The End of Eddy by Pamela Carter is based on the book
En finir avec Eddy Belleguele, a memoir by Edouard Louis about growing
up gay and poor in a small French village.
Normally I would describe the world of a play before I get
to the credits and give a sense of the kind of story you’re going to see. But
this production is as much about adapting the book into theatre as it is about
Eddy himself.
Two performers, Oseloka Obi and James Russell-Morley, play
Eddy and all the other characters – sometimes on stage and sometimes on one of
four video screens. There were four televisions in Eddy’s house when he grew
you, you see. It’s that kind of production, too.
The actors also take their time to explain the differences
between the book and the play: you can’t fit everything from a book into ninety
minutes on stage, and theatre has different responsibilities than books, too,
apparently. The show makes statements like this and never really explores them.
They fundamentally change one of the final scenes of the book to make it more
theatrical – and rob the story of some of its poignancy.
Pamela Carter and director Stuart Laing have teamed up with
Unicorn Theatre, one of the UK’s premiere theatre companies making work for
young audiences. And this work does feel aimed at teenagers, while also missing
the mark. This production is at times inventive and at times held back by its
Brechtian aesthetic. Yes, there is fun to be had with live performers
interacting with TV screens, but also that felt like a barrier to connecting
with Eddy and his situation.
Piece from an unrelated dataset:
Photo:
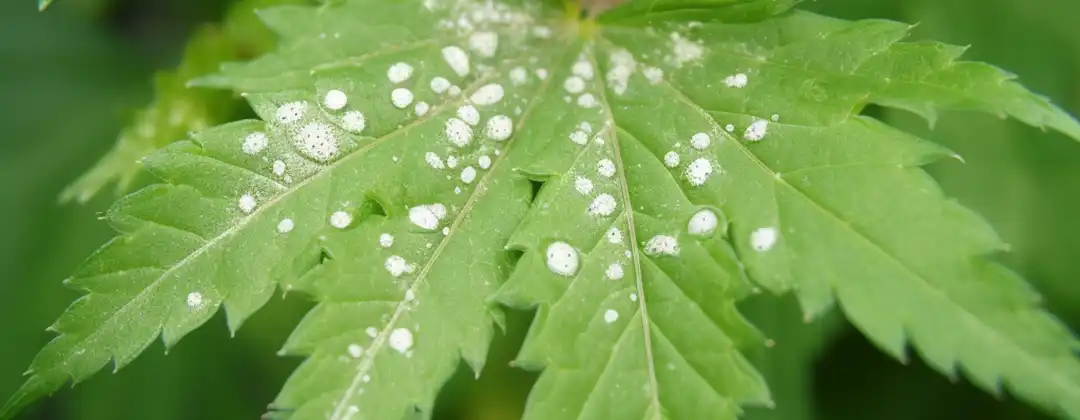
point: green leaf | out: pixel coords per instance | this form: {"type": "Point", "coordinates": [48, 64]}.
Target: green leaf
{"type": "Point", "coordinates": [390, 179]}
It was certainly a barrier to connecting with moments
played at the bus stop at the back of the stage.
I laughed out loud a few times and I was fascinated by a few
fleeting details about life in the French countryside versus the cosmopolitan
view of France I have through films and novels set in Paris. There’s a moment
late in the play where Eddy describes a moment of affection – a kiss on both
cheeks – that is a world away from his home town, but evocative of the kind of
thing I associate with the French. That’s the kind of detail that is rare in
this show, with a UK production translating the work into British slang and
making me wish I was getting a better insight into Eddy’s real life.
There are some universal truths in the play about toxic masculinity
and how brutal society can be to those in the country, those who are poor and
those who aren’t heterosexual. The End of Eddy tries to tell a story
that’s at the intersection of these things but doesn’t really illuminate any of
them.
I watched this show mostly as a theatre maker, trying to
understand the choices being made, because I couldn’t engage that much as a
viewer. I was stuck in my head, trying to understand why this adaptation works
the way it does, because I rarely felt anything. And I should have felt
something. Feeling like an outsider in high school is my story, too.